Круглый стол на пятерых

22
18
20
22
24
26
28
30

— Спасибо, — сказала Тоня, так ничего и не ответив ему, и пошла с Сережкой, солидным и спотыкающимся своим сыном.

Они обошли цветочную клумбу, кучу песка, у которой играли дети. Сережка потянул ее туда, но она не разрешила. Глушко подождал немного и медленно прошел мимо арки, в подъезд. Заглянул в ящик для писем — пусто. Дарья Петровна открыла дверь, улыбнулась, увидев его, но он заметил, какое выражение на лице успела сменить ее улыбка. Дарья Петровна шла впереди, усталая, ссутулившаяся, прятала от него лицо и беспокойные руки. В комнате он сел, чтобы видеть на большом портрете смеющиеся глаза Аллы. Фотография была сделана в тот год, когда Алла закончила школу. Тогда она не носила очков и выглядела здесь еще более смешливой и ребячливой.

Во всегдашней чистоте, которой отличалась квартира Дарьи Петровны, сегодня угадывался особый блеск. Наверное, тоска по дочери — особая тоска, от которой не опускаются руки. А может, домохозяйка и не дожидается этой тоски? Возможно, так только кажется мужчине, придающему большое значение вдохновению, а на самом деле все проще и прозаичнее — ежедневная, невидная, ставшая неизбывной привычкой, работа.

Дарья Петровна принесла чай и бутерброды.

— Писем не получал? — спросила она.

Он мотнул головой и подумал, как, в сущности, мало требуется слов друзьям, чтобы понять друг друга и как много нужно усилий, чтобы спрятать за веселыми словами свои огорчения. А она суетливо ходила по квартире, чему-то некстати улыбалась и, замечая за собой эту суетливость, поспешно пряталась на кухне.

Отодвинув стакан с чаем, он решительно встал. Дарья Петровна орудовала у плитки, громко хлопала крышками, ворошила шипящую картошку на сковородке. Купленный им линолеум был аккуратно заделан под плинтусы.

— Дарья Петровна, что-нибудь случилось?

Сначала она выключила газ. Получилось у нее рывком, словно она испугалась, но руки опустила медленно и медленно повернула голову. В ее глазах застыла боль и отчаянье. И была в ее глазах мольба о пощаде, угадав которую Глушко подумал, что пришел вовремя.

Ее твердости хватило на одно-единственное слово — «нет». Потом она села на стул и подперла голову рукой, облокотившись о край стола. В другой ее руке дрожала ложка. На линолеум капало масло.

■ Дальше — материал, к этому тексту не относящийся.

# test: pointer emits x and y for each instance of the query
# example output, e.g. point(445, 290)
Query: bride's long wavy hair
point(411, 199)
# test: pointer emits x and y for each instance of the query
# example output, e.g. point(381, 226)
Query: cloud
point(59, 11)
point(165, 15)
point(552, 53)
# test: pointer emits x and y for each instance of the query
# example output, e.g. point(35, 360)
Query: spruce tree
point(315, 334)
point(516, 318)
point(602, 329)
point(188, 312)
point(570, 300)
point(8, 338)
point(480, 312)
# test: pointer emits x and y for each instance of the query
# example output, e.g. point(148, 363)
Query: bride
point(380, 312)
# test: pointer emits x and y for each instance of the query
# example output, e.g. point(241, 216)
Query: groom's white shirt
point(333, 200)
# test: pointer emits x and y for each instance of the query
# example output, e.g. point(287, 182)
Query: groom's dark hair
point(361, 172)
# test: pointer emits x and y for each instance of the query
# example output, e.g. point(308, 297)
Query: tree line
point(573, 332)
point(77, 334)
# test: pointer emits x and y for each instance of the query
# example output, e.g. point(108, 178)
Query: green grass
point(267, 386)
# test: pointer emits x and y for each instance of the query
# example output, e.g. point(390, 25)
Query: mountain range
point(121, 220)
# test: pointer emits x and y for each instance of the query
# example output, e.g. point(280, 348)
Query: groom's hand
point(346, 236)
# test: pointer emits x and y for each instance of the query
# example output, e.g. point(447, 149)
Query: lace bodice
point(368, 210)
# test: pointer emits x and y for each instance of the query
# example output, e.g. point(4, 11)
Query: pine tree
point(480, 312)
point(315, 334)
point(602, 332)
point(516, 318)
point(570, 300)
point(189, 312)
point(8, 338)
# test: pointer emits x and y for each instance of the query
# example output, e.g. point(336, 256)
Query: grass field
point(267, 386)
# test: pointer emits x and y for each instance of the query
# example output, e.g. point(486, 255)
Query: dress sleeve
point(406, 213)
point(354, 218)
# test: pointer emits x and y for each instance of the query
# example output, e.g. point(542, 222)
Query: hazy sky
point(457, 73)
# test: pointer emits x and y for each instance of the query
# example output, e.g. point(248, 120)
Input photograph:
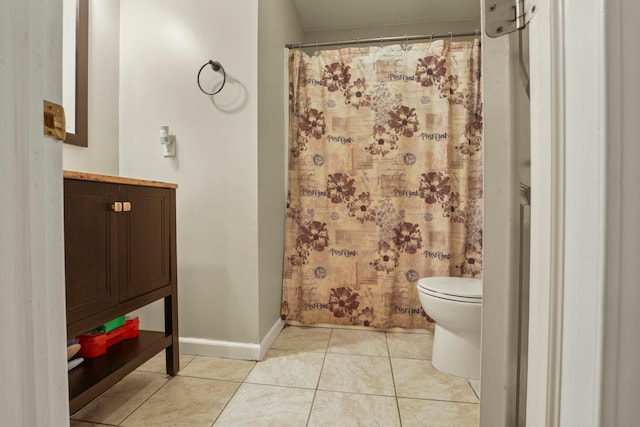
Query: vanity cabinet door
point(144, 247)
point(91, 259)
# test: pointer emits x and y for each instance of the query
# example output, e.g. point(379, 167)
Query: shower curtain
point(385, 180)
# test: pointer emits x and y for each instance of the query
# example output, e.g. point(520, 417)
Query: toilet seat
point(459, 289)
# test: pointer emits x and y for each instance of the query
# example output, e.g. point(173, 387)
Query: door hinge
point(506, 16)
point(54, 121)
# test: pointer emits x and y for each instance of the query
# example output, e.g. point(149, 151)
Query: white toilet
point(455, 303)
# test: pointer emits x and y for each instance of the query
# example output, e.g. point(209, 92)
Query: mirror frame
point(80, 137)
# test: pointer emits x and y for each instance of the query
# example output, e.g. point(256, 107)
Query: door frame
point(34, 389)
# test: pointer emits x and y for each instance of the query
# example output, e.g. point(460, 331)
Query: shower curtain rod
point(381, 39)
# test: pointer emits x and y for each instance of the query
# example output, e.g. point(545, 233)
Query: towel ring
point(215, 66)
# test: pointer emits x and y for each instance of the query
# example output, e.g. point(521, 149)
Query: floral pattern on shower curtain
point(385, 180)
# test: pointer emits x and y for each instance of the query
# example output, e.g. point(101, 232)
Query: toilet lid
point(452, 286)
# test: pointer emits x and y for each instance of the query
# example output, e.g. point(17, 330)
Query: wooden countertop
point(84, 176)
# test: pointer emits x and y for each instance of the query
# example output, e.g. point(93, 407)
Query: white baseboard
point(230, 349)
point(271, 337)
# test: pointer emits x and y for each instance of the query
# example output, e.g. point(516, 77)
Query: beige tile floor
point(310, 377)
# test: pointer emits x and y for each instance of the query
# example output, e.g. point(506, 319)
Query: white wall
point(163, 43)
point(391, 30)
point(621, 376)
point(278, 24)
point(101, 156)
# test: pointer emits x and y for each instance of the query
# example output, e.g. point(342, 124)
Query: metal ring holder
point(215, 66)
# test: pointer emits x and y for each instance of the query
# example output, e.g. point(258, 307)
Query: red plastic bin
point(97, 345)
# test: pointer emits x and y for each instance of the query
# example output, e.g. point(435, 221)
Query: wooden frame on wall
point(80, 137)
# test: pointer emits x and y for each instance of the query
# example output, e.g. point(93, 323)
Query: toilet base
point(456, 352)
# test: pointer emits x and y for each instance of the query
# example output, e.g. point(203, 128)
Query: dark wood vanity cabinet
point(120, 255)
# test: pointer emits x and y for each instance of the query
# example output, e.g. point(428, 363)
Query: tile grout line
point(393, 378)
point(315, 392)
point(147, 399)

Он протиснулся около кухонного шкафа, стал рядом, но Дарья Петровна не поднимала глаз. Саша дотронулся до ее плеча. Она взяла его за руку. Они прошли в комнату и сели за стол. Как перед дракой, когда еще и врага не разглядеть, внутри у Саши шевельнулось холодное, пустое.

— Я боялась… Боялась, что Алла узнает. Господи, теперь уж ничего не скроешь…

Ее голова оперлась на ладонь. На истонченной коже рук он увидел темные пятна, вроде веснушек. Насмешка старости. А раньше не замечал, не приглядывался, хотя заходил к ним каждый день, когда они жили в районе, а она работала у него в больнице.

— Говорите, — попросил он, глотая тугой ком подступившей жалости.

Она сидела в прежней позе и ответила не сразу. Молчала, успокаивалась. Только разве можно когда-нибудь успокоиться, иными словами — забыть?

Хотела твердо, а получилось совсем по-бабьи, расстроенно, беспомощно. Неудержимые слезы докатывались до морщин у рта, и тут их смахивали стыдливые поспешные руки.

— Алла не дочь мне… то есть не родная. Я ее маленькой взяла…

На его лице обмякла улыбка. Разозлился на самого себя за улыбку — хотел подбодрить женщину… Он растерянно стал мять край скатерти. Почувствовал, что должен взорваться, броситься куда-то, налететь с неумолимыми кулаками, прижав подбородок к груди. Но уже разбух в горле ком подступившей жалости.

— …она оставила ребенка у родителей мужа. Больные люди, им было трудно, и я взяла у них Аллу.

Саша перевел взгляд на портрет Аллы, и ему было трудно убедить себя, что мать и дочь не похожи друг на друга.